On election night, I wept. As the returns came in and the inevitability of this came into focus, I curled up under my covers and wept those deep sobs that shake your body and your core. I wasn’t just crying because my candidate lost – I’m a Democrat, I’ve been there before. I wasn’t even crying because it was a candidate that I was particularly fond of. I wept for the loss of a female holding the highest office. I wept for the reality that a man who brags about sexual assault was going to be the Commander in Chief. I wept because I knew how hard it was going to be to explain the election results to my daughter when she woke up; she was a huge fan of Clinton’s and that was going to be a tough conversation. I wept for my lost hope in what a Clinton administration would be like. I hid while my husband tried to comfort me, and for hours I wept.
As the Trump transition team started to release names of his Cabinet picks, I went from weeping to anger. There are men and women who could fill these positions whose beliefs I don’t share. He, however, wasn’t picking any of them. Rather, the only qualification that anyone seemed to need was a large bank account and willingness to send some of it his way. I was angry for all the kids who were learning that if they didn’t have big money, they weren’t going to matter as adults. Children were seeing in action that money matters more than capability. I was angry for the poor kid with a brilliant mind who feels even further away from reaching their potential. That anger fueled me making sure that I knew what was happening in the country and making sure that my phone calls and letters expressing my displeasure were made.
When the executive orders started to be signed, I went from angry to incandescent. How dare he say that people who are Green Card holders can’t come back into the country? How DARE he say that people who have been vetted and have been contributing to America for years aren’t welcome here. The wall between us and Mexico is going to hurt far more than it will help. Executive order after executive order (and the rumored ones coming up that both hurt the LGBTQA+ community and saying that the Department of Defense will get to contribute to our education policies) were so against the America that my parents and grandparents had taught me to love and respect that it just lit me up. My husband seemed to start to judge my rage to see if even talking to me about news was a good idea. He was hearing me writing at all hours of the night and muttering about the state of our nation while I cooked dinner. “This isn’t us” I kept saying.

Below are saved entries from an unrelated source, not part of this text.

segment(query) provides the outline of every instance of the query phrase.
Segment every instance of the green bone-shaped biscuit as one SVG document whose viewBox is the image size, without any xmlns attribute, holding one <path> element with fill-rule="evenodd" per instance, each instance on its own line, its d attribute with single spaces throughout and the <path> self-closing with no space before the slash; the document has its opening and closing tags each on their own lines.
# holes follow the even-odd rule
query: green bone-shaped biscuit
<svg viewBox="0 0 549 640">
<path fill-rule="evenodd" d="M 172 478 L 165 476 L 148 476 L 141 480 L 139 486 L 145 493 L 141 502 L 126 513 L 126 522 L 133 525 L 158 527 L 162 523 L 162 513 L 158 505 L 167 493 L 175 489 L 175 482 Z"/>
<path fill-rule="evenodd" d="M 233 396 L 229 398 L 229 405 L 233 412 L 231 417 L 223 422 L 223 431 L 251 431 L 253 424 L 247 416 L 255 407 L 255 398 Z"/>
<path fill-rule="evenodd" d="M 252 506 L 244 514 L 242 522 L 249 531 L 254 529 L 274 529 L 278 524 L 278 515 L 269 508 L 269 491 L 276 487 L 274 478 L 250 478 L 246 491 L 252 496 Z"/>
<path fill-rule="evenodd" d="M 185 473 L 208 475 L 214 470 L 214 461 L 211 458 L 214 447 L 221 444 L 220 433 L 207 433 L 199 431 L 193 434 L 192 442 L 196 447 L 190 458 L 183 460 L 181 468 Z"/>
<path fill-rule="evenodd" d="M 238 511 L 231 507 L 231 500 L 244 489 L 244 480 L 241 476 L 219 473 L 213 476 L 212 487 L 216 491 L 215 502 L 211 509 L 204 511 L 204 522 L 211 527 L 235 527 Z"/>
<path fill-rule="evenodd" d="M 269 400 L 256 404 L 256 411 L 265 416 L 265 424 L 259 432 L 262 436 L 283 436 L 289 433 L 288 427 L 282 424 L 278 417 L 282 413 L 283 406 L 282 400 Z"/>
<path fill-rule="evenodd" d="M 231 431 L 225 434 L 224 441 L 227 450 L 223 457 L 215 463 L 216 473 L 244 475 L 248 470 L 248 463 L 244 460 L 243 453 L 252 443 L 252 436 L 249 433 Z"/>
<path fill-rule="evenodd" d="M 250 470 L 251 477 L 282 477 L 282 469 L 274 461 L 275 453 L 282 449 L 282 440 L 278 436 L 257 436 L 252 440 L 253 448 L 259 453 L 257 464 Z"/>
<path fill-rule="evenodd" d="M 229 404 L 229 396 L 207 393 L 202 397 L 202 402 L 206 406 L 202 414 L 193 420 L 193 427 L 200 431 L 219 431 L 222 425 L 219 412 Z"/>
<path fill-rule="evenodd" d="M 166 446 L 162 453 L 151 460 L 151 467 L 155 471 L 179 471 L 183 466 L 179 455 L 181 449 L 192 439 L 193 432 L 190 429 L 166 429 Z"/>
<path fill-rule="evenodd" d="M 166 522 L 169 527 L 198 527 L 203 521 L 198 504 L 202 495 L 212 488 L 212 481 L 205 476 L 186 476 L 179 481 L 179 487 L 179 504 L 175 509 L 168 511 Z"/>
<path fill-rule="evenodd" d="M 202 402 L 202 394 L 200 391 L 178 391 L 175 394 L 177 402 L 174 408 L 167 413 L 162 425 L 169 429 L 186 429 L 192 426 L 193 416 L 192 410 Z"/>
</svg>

The firing of the assistant Attorney General for saying she wouldn’t uphold the ban on immigration was the final straw for me. I no longer am weeping and I’m no longer a ball of anger or rage. I am still fighting and I calling and I am protesting and I am not giving up no matter how bad it gets. However, I realized tonight what I’m now doing. I’m mourning. I’m mourning for the American ideals that I love so dearly. I’m mourning for the independent judiciary that my grandfather always said was the most important branch of the government (granted, he was a federal judge so he was biased). I’m mourning for Lady Liberty who no longer is welcoming the world’s tired, poor and huddled masses yearning to breathe free. She’s now just trying to figure out how to get through yet one more day. I’ll keep fighting because I don’t know how to stop and it’s too important to give up but my fight now is a mournful one. I don’t know if America will ever come back from this dark time and be whole again and even if it does it will always feel the scar; it will always feel this division somewhere in its soul. Institutional memory isn’t always a good thing. But through the weeping and the anger and the mourning, I have one thing that’s always been there. One thing that’s driving the phone calls and the letters. One thing that motivates me. Hope. I hope and, as Andy Dufresne would say, that’s a good thing. I can only hope that the hope gets me from mourning to regrowth.